I buy 6 large cherry stone clams.
Put them in a covered fry pan ...on medium
heat and as soon as they pop remove from heat,
so that the clam juice doesn’t cook away.
Remove clams from shells to a dish with clam juice 
in tack. 
Sauté 6 chopped shrimps in a dalop of olive oil and butter
add them add drained frozen leaf spinach( cut up) sauté for a minute
or two. 

Then add about a 1/4 cup of chopped bacon, chopped onion,
chopped parsley and sauté until golden, 
then add one finely chopped garlic until lightly browned. 

Add back in the shrimp and spinach.

Then lower temp and add salt, pepper, rubbed sage, parsley
and a little italian seasoning.

Then add in clam broth and shut off fire...
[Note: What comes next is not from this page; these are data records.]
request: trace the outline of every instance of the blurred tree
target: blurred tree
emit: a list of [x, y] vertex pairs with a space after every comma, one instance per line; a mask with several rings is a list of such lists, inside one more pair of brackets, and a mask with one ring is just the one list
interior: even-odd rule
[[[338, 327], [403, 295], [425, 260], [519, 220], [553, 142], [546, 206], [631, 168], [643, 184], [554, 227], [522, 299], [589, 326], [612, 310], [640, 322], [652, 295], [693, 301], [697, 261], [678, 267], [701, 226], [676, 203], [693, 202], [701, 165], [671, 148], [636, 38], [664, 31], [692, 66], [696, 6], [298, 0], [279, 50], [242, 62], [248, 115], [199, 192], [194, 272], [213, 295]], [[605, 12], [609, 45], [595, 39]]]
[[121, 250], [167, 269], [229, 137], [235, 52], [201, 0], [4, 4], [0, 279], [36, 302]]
add about 1/4 cub bread crumbs...more if it looks
too moist.

Last minute add chopped clams. ( don’t cook the clams or they’ll
get tough.) They cook enough in the oven.

assemble everything into clam shells, sprinkle with breadcrumbs and fresh 
graded parmigiana cheese, a drizzle of extra virgin olive oil
and a dab of butter.

Place in 375* oven for about 20 minutes...(if clams are smaller
bake them less) then put on broiler for a few minutes ~ watching them
carefully...as soon as they’re browned remove them.

Note: the shrimp is optional, so is the spinach.

Note: You can also substitute 3 cans of Doxee chopped
clams, instead of fresh clams.

Note: this size clams are 6 dollars a dozen, I buy three for 3 dollars.
They’re big clams and this recipe yields 12 big clams!


----------



## DoomsDave (Dec 6, 2018)

Sounds good!


----------